Roy Chapman Andrews–the first to find dinosaur eggs: explorer, museum director, writer of books that ignited the imagination–was one of my childhood heroes. Quest in the Desert was his only foray into what we nowadays call Young Adult fiction. Having read much of his non-fiction, I can see that a lot of the material in the novel comes from his actual experiences in exploring the Gobi Desert and knocking around Mongolia. No way that’s bad! Andrews had adventures in some pretty wild and woolly places, and knew how to write about them.
As a glorious additional attraction, the book is illustrated by the great Kurt Wiese, who illustrated all the Freddy the Pig books (by Walter R. Brooks). Wow!
China, Mongolia, and the Gobi Desert in the 1920s were not places for the faint-hearted. Andrews loved the people and the land, and as an explorer of the Amundsen school, he always went into the desert well-prepared. He once remarked that for an explorer to have “adventures”usually meant that the explorer didn’t know his business. He did have plenty of adventures, but nothing his expedition was unprepared to handle.

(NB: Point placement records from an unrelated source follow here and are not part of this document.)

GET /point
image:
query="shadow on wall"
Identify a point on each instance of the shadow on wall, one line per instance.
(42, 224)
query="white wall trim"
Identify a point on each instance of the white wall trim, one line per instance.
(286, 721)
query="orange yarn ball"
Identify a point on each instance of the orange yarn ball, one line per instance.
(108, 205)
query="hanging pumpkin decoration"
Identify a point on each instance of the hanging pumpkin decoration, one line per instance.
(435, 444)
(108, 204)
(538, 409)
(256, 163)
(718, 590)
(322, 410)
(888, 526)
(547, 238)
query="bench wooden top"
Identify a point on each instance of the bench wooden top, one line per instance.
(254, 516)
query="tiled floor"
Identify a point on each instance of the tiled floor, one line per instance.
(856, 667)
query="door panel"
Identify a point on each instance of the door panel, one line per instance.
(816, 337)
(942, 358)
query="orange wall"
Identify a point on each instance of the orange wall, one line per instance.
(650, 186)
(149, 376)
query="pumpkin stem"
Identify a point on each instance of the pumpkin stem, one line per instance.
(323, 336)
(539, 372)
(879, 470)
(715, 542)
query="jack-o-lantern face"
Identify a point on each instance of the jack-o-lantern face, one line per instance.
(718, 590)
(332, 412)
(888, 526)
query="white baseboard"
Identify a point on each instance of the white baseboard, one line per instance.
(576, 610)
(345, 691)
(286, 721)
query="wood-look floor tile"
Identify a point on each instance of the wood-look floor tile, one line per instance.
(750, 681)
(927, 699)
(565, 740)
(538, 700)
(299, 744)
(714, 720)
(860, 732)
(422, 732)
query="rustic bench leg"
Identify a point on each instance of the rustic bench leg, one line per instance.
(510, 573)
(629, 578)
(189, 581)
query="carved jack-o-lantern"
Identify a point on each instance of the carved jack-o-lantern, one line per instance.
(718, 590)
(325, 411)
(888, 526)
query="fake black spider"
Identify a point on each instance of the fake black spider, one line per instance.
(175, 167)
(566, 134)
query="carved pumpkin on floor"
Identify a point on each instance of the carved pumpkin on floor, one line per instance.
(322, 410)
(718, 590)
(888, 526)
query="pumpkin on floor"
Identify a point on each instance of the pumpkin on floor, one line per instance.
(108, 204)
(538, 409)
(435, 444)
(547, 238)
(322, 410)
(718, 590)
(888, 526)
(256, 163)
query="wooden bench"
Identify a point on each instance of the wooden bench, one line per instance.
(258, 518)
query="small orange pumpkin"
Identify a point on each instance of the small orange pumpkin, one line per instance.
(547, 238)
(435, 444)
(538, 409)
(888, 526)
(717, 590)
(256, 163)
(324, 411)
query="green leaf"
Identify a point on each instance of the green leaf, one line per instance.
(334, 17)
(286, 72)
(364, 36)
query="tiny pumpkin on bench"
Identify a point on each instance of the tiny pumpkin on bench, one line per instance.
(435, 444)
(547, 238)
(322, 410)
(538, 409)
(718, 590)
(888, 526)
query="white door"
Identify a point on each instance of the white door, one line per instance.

The climax of Quest in the Desert is, of course, purely fictional–the discovery of the long-lost tomb of Genghis Khan (still undiscovered to this day). If you can’t get excited over that, you may need an autopsy.
What a totally wonderful time I’m going to have, reading this again!
P.S.–My Valentine’s gift to Patty was Unnatural Death, one of Dorothy L. Sayers’ Lord Peter Wimsey mysteries: great stuff.
I can’t imagine a life without books, and I don’t want to try.